Discussion on “So What’s New? Is the “New Economy” really different from the old one?” (Slate Magazine, Aug. 22, 2000)
In Michael Kinsley’s article “So What’s New? Is the “New Economy” really different from the old one?”, the author discusses the traditional assumptions that underlie the supply and demand model of the economy. According to basic economic theory, market equilibrium occurs at the intersection of the demand and supply curves, or where the price of a unit is equal to the marginal cost of producing one more unit. A firm will not produce more than this amount due to these marginal costs, which increase as more units are produced. Traditional economists have assumed that the supply curve is upward-sloping due to the presence of these increasing marginal costs. Kinsley argues against this belief and states that marginal costs, in fact, do not increase over time due to a variety of factors. He uses a variety of real-world examples to illustrate his argument. He first looks at the pharmaceutical industry to show that while high start-up costs mean that the marginal cost of producing the first few units is very high, these marginal costs diminish to almost zero as the number of pills produced increases. He also lists the example of airplane seats to illustrate that the marginal cost of filling the seat of a plane that will depart regardless of how many seats are filled is zero. Finally, he uses the software industry to show that marginal costs may even be negative due to the network effect – software becomes even more desirable to consumers as the number of users grows, while it costs nothing to produce and distribute more software.
This article is clearly relevant to managerial economics, a class which relies upon the supply and demand model as the basic foundation of managerial pursuits such as price-setting and demand modeling. In a firm without an upward-sloping supply curve, our assumptions are skewed and prices set by a firm may not be optimal.
Kinsley’s article questions the traditional assumption that the market supply curve is upward sloping. To understand his critique, we must first understand why we make this assumption. In general, it is intuitive that if a higher price is offered for the products in inventory (or those that could be produced for inventory), the seller will be willing to sell more, because of the increased benefits received. Producers have more incentive to produce and sell their products as the difference between marginal benefit and marginal cost grows, because profits not only increase for each item, but increase more on a per item basis.

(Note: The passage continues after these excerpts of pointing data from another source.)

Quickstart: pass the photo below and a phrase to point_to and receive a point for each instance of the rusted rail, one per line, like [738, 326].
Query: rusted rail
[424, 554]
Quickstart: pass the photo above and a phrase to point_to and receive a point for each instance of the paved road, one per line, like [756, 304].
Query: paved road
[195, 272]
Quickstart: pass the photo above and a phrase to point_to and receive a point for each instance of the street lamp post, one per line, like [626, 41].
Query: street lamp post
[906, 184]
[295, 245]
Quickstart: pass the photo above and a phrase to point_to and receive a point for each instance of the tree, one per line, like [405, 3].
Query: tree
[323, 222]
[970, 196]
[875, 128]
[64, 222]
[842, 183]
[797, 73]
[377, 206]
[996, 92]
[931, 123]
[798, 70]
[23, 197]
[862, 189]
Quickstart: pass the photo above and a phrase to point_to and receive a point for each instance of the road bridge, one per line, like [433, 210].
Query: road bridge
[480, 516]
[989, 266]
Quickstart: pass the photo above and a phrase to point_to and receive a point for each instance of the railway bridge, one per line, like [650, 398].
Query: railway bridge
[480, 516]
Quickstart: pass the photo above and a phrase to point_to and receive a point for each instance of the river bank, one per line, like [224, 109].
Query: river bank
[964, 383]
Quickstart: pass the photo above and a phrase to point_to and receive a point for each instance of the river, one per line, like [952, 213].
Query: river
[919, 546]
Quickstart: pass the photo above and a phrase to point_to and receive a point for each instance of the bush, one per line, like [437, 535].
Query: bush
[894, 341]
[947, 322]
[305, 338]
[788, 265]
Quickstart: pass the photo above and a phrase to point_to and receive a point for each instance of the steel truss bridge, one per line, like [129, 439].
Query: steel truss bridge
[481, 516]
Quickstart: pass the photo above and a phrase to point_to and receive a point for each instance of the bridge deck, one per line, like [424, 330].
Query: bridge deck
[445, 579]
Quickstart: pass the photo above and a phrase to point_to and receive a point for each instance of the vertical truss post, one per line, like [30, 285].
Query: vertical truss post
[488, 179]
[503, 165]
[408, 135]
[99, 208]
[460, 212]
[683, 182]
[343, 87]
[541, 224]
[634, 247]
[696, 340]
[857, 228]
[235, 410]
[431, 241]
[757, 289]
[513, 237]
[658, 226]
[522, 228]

This basic assumption is difficult to reconcile with the concept of increasing marginal costs in several current markets. Our supply curve assumptions lead us to assume increasing marginal costs that will be higher than average costs at the equilibrium point, and that companies will produce and sell to the point that marginal costs are equivalent to price. However, in today’s economy multiple products do not follow this pattern. Most of these examples have high initial start-up fixed costs with comparatively low variable costs later in production. Airlines, for example, must absorb extremely high fixed costs to purchase a plane and fly it from airport to airport. However, if a plane is already scheduled to fly, the marginal cost of one more passenger, assuming there’s a free seat, is next to nothing (53.7 cents to shred the boarding pass, says Kinsley). After the first seat until the flight is full, marginal costs are extremely low, and never increase above average cost, but it is safe to assume that airlines will rarely charge a price equivalent to the 53.7 cent marginal cost (although a $1 ticket price would technically increase profits). This poses problems for our basic upward-sloping supply curve assumption.
Prescription drugs and computer software are other examples. There are high initial fixed costs associated with researching and developing new medications and software. However, once the research is done, it costs very little to produce the millionth pill or write the millionth disc compared to the development costs of the first one. While any price over the low marginal cost would increase profits and lower prices for everyone as development costs are absorbed, some buyers must pay relatively high prices or there would be no incentive to develop new drugs or software.
Another real-world application can be seen in the music industry (both online and CD’s). There are heavy start-up costs associated with recording an album and marketing both the music and the performer. It’s very difficult for the singer to become popular, but once he or she becomes popular and has put forth a new album there is very little cost associated with making more CD’s. If the artist decides to put their music online on software such as iTunes, there is absolutely no cost to selling another song (or album). In this situation, which is consistent with Kinsley’s argument, the marginal cost is not increasing at all, so the price of the song/album should not be equal to the marginal cost of creating another CD.